Page 11 of Thank You, Jeeves:


  This was something of a jar. In fact, it seemed to me to take what you might describe as the whole meaning out of this expedition.

  'Oh?' I said.

  'I am afraid she found her exertions last night a little too much for her,' said Pop Stoker, with something of the old fishlike expression in the eye: and, reading between the lines, I rather gathered that Pauline had been sent to bed without her supper, in disgrace. Old Stoker was not one of your broad-minded, modern parents. There was, as I had had occasion to notice before, a distinct touch of the stern and rockbound old Pilgrim Father about him. A man, in short, who, in his dealings with his family, believed in the firm hand.

  Observing that eye, I found it a bit difficult to shape the kindly inquiries.

  'Then you – er ... she – er—?'

  'Yes.

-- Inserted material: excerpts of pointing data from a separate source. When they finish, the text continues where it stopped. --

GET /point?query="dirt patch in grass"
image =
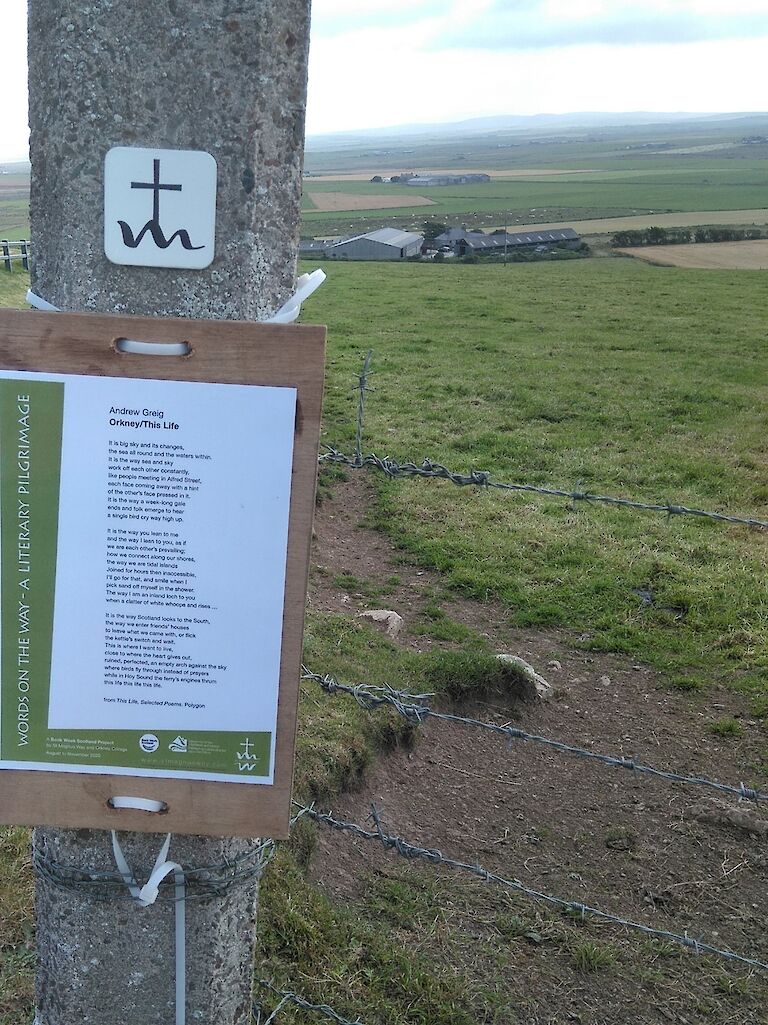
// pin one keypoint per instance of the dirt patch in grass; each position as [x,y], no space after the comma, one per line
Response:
[719,255]
[646,850]
[351,201]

You were quite right, Mr Wooster. She had gone for a swim.'

  And once more, as he spoke, I caught a flash of the fishlike. I could see that Pauline's stock was far from high this p.m., and I would have liked to put in a word for the poor young blighter. But beyond an idea of saying that girls would be girls, which I abandoned, I could think of nothing.

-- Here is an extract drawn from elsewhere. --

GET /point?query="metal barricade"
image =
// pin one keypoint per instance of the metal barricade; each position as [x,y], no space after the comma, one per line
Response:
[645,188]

  At this moment, however, a steward of sorts announced dinner, and we pushed in.

  I must say that there were moments during that dinner when I regretted that occurrences which could not be overlooked had resulted in the absence from the board of the Hall party. You will question this statement, no doubt, inclining to the view that all a dinner party needs to make it a success is for Sir Roderick Glossop, the Dowager Lady Chuffnell, and the latter's son, Seabury, not to be there. Nevertheless, I stick to my opinion. There was a certain uncomfortable something about the atmosphere which more or less turned the food to ashes in my mouth. If it hadn't been that this man, this Stoker, had gone out of his way to invite me, I should have said that I was giving him a pain in the neck. Most of the time he just sat and champed in a sort of dark silence, like a man with something on his mind. And when he did speak it was with a marked what-d'you-call-it. I mean to say, not actually out of the corner of his mouth, but very near it.

  I did my best to promote a flow of conversation. But it was not till young Dwight had left the table and we were lighting the cigars that I seemed to hit on a topic that interested, elevated, and amused.

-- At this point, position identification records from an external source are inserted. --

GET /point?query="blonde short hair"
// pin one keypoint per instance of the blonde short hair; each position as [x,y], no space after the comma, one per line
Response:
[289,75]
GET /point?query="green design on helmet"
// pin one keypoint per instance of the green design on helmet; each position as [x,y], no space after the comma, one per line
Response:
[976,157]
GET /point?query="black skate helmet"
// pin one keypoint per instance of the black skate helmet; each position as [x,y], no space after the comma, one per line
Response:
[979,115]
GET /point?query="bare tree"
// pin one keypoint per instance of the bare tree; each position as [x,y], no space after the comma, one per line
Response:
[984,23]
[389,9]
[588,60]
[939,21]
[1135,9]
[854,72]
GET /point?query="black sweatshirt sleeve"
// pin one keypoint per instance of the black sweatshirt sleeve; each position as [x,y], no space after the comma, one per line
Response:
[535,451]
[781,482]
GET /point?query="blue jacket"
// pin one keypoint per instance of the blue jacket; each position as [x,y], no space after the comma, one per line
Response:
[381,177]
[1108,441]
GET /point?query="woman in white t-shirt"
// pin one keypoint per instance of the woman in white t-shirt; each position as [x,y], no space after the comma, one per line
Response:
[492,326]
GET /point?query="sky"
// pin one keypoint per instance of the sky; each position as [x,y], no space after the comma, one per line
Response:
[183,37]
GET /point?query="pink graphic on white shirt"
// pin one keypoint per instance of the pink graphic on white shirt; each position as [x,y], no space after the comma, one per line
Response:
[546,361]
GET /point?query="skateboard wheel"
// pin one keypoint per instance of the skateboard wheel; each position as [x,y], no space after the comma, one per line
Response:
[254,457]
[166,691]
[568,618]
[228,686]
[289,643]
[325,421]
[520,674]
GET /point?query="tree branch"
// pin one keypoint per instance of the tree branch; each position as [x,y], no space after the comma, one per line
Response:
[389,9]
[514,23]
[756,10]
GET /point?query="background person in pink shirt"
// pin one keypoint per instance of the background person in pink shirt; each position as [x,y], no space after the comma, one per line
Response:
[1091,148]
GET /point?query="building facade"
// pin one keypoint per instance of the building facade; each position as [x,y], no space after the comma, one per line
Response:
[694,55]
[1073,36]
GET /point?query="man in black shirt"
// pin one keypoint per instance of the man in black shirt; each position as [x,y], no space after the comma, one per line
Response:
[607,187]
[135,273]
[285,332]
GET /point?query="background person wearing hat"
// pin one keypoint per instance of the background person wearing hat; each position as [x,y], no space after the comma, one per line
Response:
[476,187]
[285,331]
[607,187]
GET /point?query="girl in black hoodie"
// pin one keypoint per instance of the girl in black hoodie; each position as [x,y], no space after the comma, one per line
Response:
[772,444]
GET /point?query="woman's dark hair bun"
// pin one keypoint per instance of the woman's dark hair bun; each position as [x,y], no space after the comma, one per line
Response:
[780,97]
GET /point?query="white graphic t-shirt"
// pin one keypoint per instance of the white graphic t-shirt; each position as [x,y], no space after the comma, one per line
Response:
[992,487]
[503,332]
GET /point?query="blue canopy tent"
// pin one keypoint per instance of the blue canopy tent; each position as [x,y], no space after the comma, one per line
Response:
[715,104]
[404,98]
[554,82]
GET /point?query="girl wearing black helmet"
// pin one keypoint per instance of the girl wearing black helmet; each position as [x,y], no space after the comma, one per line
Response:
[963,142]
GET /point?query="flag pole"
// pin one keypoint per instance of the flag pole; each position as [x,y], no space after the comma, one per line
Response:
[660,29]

  'A fine boat, this, Mr Stoker,' I said.

  For the first time, something approaching animation came into the face.

  'Not many better.'

  'I've never done much yachting. And, except at Cowes one year, I've never been on a boat this size.'

  He puffed at his cigar. An eye came swivelling round in my direction, then pushed off again.

  'There are advantages in having a yacht.'

  'Oh, rather.'

  'Plenty of room to put your friends up.'

  'Heaps.'

  'And, when you've got 'em, they can't get away so easy as they could ashore.'

  It seemed a rummy way of looking at it, but I supposed a man like Stoker would naturally have a difficulty in keeping guests. I mean, I took it that he had had painful experiences in the past. And nothing, of course, makes a host look sillier to have somebody arrive at his country house for a long visit and then to find, round about lunch-time the second day, that he has made a quiet sneak for the railway station.

  'Care to look over the boat?' he asked.

  'Fine,' I said.

  'I'd be glad to show it to you. This is the main saloon we're in.'

  'Ah,' I said.

  'I'll show you the state-rooms.'

  He rose, and we went along passages and things. We came to a door. He opened it and switched on the light.

  'This is one of our larger guest-rooms.'

  'Very nice, too.'

  'Go in and take a look round.'

  Well, there wasn't much to see that I couldn't focus from the threshold, but one has to do the civil thing on these occasions. I toddled over and gave the bed a prod.

  And, as I did so, the door slammed. And when I nipped round, the old boy had disappeared.

  Rather rummy, was my verdict. In fact, distinctly rummy. I went across and gave the handle a twist.

  The bally door was locked.

  'Hoy!' I called.

  No answer.

  'Hey!' I said. 'Mr Stoker.'

  Only silence, and lots of it.

  I went and sat down on the bed. This seemed to me to want thinking out.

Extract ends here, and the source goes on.